When I'm seeing huge clumps of hair come out in my hand in the shower. When I'm watching a bag full of toxins flow into my blood stream. When I hear others complain about getting old and I wish with all my heart that I knew I would be living long enough to complain about getting old too. All those times in the beginning when I felt God had turned his back on me, or at least forgotten about me.
And why should he think of me? I'm no one special. It's not like I have an important position in the fate of the world/apocalypse or even have my own nuclear family relying on me.
But It's been nearly three months (only three months!! It feels like three times that) since my diagnosis and I've now experienced enough miracles to know that I have things to be incredibly grateful for. Every night I say "Thank you, God" for the many things that have made my cancer a little less scary.
The first thing I'm grateful for is that I went from sounding like a stage 4 lung cancer patient with my terrible, deep, hacking and retching coughs every five seconds to being cough-free after only three chemo treatments. I now sound like a normal cough-free person when before I couldn't get through speaking a sentence without coughing every two words. My brother had to make all my phone calls for me because I couldn't talk properly. This was my little miracle #1.
Secondly, I no longer need to be on oxygen when I'm at home. Considering I have stage 4 lung cancer (and as a non-smoker, no less, ask me how pissed off about THAT I was), it was a fair estimate that I'd be on oxygen the rest of my life. My own oncologist told me so. Is this God granting me another miracle? Or is it highly effective chemotherapy? I like to think it's my stubborn ass simply refusing to give in to my prognosis. Magical miracle #2! Even my mother calls it a miracle and she doesn't just go around saying things like that.

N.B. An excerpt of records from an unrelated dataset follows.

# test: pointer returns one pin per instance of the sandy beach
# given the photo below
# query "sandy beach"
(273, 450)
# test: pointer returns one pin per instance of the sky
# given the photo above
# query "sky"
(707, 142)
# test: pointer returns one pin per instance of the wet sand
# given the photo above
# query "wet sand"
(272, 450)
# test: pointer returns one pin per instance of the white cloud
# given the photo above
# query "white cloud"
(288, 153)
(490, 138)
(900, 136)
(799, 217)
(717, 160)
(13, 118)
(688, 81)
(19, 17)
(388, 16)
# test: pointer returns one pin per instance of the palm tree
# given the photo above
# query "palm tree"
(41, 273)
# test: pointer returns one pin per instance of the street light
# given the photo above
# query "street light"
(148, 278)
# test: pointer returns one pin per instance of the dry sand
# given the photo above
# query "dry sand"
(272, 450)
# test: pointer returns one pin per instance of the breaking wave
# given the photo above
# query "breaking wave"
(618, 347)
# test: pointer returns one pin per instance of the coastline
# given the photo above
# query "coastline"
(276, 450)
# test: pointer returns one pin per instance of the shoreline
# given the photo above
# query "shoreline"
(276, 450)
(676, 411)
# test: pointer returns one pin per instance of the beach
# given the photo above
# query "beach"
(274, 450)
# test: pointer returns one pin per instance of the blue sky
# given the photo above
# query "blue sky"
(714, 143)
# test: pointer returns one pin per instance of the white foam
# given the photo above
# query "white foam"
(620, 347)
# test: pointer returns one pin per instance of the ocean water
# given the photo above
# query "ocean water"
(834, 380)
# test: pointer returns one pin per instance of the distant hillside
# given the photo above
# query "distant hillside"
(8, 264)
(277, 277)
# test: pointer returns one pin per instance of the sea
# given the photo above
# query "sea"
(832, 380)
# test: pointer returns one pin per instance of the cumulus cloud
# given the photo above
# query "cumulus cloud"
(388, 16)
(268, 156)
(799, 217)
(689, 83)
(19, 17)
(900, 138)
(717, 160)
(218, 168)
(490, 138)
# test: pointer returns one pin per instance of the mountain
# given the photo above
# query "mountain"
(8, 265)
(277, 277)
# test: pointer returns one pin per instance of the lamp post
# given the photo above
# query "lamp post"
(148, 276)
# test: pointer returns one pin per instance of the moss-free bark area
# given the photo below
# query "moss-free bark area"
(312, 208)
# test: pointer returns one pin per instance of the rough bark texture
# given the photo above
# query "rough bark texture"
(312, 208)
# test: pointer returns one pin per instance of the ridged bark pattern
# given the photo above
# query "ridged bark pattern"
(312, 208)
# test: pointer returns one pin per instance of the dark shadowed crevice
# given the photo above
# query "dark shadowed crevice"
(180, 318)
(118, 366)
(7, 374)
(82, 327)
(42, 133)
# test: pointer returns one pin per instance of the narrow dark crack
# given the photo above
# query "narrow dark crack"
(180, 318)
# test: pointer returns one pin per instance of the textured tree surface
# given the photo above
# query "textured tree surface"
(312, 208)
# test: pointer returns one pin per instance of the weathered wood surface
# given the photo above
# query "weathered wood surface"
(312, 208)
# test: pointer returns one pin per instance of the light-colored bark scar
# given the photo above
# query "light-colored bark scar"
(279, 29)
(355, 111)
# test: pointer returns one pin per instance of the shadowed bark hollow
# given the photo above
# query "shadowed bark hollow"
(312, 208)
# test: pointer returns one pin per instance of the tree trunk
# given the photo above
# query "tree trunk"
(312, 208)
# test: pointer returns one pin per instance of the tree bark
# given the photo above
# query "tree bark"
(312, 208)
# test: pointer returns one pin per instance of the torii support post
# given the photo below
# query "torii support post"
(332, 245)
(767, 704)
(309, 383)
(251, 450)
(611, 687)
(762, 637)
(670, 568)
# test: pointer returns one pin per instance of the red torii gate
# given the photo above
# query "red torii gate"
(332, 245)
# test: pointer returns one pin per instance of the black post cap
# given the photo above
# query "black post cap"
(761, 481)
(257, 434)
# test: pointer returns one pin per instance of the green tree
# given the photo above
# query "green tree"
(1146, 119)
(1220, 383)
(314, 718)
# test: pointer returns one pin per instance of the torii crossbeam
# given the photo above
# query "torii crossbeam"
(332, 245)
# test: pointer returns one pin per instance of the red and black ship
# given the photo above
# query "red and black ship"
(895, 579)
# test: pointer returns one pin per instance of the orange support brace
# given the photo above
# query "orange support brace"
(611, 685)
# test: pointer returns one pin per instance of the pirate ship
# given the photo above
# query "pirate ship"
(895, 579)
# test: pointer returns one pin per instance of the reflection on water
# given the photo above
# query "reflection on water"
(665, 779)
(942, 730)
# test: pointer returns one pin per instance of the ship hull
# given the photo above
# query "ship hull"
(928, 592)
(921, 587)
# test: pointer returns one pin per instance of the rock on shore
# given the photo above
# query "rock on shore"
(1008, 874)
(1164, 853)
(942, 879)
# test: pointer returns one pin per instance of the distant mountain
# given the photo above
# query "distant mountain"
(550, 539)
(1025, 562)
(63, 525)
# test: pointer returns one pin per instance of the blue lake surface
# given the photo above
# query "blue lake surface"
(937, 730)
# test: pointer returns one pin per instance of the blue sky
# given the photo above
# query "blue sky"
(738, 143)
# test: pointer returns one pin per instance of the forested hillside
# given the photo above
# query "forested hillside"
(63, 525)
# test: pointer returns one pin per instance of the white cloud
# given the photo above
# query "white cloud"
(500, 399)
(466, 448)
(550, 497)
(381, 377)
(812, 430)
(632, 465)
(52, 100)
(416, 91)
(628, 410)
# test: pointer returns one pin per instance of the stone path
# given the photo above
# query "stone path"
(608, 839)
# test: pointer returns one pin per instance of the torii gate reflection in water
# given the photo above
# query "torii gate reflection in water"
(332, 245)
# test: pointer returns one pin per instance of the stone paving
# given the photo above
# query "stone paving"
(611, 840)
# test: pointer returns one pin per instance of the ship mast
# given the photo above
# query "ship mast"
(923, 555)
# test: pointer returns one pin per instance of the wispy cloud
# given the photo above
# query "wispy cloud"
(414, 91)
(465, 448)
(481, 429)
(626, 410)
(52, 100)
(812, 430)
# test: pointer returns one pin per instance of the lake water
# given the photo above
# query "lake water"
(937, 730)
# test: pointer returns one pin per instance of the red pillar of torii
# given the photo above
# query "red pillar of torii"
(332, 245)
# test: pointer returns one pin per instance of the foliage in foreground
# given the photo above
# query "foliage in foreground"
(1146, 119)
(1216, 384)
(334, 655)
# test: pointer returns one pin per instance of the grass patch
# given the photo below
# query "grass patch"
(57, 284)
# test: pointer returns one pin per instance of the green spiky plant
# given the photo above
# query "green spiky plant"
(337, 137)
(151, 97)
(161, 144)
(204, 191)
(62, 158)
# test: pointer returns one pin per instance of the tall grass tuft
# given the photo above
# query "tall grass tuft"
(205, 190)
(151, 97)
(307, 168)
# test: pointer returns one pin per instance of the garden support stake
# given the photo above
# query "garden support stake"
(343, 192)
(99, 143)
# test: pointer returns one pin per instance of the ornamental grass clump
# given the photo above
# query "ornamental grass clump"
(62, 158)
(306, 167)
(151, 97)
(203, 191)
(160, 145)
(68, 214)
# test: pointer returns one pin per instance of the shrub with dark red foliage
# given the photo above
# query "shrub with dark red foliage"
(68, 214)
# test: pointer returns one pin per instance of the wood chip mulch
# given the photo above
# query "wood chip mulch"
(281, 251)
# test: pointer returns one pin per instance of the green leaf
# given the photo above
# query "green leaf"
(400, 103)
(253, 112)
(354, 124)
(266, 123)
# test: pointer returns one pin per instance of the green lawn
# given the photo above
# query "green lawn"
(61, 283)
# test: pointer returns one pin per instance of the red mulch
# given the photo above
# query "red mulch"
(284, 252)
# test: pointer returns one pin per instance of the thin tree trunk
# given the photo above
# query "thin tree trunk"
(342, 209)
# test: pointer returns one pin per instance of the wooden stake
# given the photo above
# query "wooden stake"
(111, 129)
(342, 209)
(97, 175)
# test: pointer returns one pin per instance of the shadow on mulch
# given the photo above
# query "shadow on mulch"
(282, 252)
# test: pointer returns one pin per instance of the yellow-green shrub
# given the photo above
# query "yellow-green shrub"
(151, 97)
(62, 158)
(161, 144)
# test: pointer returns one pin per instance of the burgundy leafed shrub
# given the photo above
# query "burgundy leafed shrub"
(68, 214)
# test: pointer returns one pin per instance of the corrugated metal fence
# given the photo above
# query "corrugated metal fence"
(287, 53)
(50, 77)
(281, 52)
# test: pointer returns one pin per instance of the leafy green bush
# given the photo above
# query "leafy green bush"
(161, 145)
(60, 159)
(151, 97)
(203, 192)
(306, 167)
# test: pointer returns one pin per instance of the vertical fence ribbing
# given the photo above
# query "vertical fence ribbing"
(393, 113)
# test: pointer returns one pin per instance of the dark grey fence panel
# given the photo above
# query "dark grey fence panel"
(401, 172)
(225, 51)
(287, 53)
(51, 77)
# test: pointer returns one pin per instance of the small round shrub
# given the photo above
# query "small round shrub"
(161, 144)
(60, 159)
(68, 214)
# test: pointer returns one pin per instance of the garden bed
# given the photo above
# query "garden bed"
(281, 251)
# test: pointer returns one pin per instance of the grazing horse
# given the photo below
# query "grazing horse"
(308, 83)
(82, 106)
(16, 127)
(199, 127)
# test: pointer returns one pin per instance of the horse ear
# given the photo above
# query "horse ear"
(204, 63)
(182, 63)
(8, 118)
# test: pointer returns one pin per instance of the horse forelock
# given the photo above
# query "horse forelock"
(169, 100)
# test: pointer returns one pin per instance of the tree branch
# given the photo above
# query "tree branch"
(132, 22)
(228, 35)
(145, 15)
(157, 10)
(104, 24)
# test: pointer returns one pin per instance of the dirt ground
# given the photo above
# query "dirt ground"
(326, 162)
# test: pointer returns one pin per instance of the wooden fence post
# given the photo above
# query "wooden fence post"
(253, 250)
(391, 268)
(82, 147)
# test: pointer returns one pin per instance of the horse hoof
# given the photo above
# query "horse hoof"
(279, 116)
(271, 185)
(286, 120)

Last, and most importantly, what I'm most grateful for is my family. Texts and visits and Crumbl cookie deliveries from my extended family made me feel loved from all around the country. Then of course my parents have always been amazing even when I made it incredibly hard for them with my alcoholism. Now I'm living with them and they go out of their way to support me and make me comfortable here. We bake banana bread together, play dominos, poke fun at bad Dad jokes, and sit outside on the deck watching the sunset together. Often. Just like how we laugh, often. Many of my cancer books point out that laughter truly does help the healing process, so I'm glad we come by that easily.
For the first five weeks after my diagnosis my brother came to Portland and lived with me so he could cook, run errands, make phone calls, keep me from completely freaking out, and take me to my first chemo appointments. He sold my furniture on Craig's List, emptied out my junk room one box of papers at a time, and loaded what remained of my belongings into the POD bound for Dallas. If that kind of misery is not love, then I'll be damned if I know what is.
When we go around the table at Thanksgiving with all our extended family there, I know exactly what I'm going to say I'm thankful for, and I know I'll be a blubbering mess when I do.